Fail-Open or Fail-Closed: The One Decision Every Piece of Edge Middleware Has to Make

Every rate limiter, auth gate, feature flag check, and A/B assignment that runs at the edge shares a dependency you don’t think about until 3 a.m.: a state store. A KV namespace, a Durable Object, a config store, a Redis instance somewhere. Your middleware reads a counter, a token, a flag — and then decides what to do with the request.

The question nobody asks in the happy-path demo is: what happens when that read fails?

Not “returns the wrong value.” Fails. Times out. The store is being redeployed, a POP is partitioned, the counter service is having its own bad day. Your await store.get(key) throws. Now what?

There are exactly two answers, and picking the wrong one is how a small dependency outage becomes a large customer-facing one.

The two doors

Fail open means: when you can’t check, allow the request. The middleware gets out of the way. Traffic flows as if the check had passed.

Fail closed means: when you can’t check, deny the request. The middleware holds the line. Traffic is blocked as if the check had failed.

These are not “optimistic” and “pessimistic” personality traits. They are a deliberate trade between availability and safety, and which one is correct depends entirely on what your middleware is protecting.

A rate limiter should fail open

I’ll make the case with the thing I most recently built: a small edge rate limiter, written to the fetch-handler shape that Fastly Compute and Cloudflare Workers both use. Its job is to stop any single caller from sending more than N requests per window. It leans on an atomic counter in an edge store.

When that store is unavailable, the limiter fails open. Here’s the reasoning, and it’s worth being explicit because the instinct — “it’s a limiter, its whole job is to say no” — points the wrong way.

A rate limiter is a guardrail, not the reason the service exists. Nobody’s users are there for the rate limiter. They’re there for the API behind it. The limiter exists to protect that API from abuse and overload — a real and important job, but a secondary one.

Now play out fail-closed during a store outage. The counter store blips for ninety seconds. Every request worldwide can’t be verified, so every request is denied.
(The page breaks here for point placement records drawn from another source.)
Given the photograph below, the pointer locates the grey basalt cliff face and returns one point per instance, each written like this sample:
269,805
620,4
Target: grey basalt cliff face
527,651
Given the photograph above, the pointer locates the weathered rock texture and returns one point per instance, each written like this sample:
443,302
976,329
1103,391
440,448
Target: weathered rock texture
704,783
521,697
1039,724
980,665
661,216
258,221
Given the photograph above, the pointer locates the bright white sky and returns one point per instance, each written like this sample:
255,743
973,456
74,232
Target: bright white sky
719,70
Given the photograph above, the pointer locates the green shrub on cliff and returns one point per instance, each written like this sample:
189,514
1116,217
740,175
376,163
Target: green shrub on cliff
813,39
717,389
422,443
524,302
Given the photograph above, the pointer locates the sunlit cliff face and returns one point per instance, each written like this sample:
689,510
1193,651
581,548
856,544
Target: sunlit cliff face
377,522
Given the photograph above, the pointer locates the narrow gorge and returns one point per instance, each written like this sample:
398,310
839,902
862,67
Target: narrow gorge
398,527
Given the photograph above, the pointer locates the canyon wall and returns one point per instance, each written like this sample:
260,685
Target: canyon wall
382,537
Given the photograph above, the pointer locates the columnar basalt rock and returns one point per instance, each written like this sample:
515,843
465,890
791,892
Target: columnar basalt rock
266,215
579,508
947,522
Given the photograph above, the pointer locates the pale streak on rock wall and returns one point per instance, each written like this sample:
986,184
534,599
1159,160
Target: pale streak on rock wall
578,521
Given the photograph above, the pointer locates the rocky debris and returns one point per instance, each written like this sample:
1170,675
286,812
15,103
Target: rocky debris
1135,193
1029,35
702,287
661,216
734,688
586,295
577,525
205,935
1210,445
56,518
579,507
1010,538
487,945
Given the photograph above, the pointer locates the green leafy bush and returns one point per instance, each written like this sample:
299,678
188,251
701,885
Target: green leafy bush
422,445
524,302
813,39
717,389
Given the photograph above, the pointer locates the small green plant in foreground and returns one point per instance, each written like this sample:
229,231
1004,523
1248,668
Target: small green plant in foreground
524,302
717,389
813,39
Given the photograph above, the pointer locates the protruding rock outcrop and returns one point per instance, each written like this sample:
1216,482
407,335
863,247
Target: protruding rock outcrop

You have just taken a counter outage and amplified it into a total outage — a global storm of 429s, every legitimate customer locked out, because a bookkeeping service you use for a guardrail went down. The limiter, whose entire purpose was to keep the service available, has become the single thing making it unavailable.

Fail-open during that same blip? A handful of callers who were near their limit get a few extra requests through. That’s the worst case. It’s recoverable — the store comes back, the counters resume, the over-sends were bounded by how long the outage lasted. A global false-429 is not recoverable in the same way; you can’t un-ring that bell for the customer who got locked out during your incident.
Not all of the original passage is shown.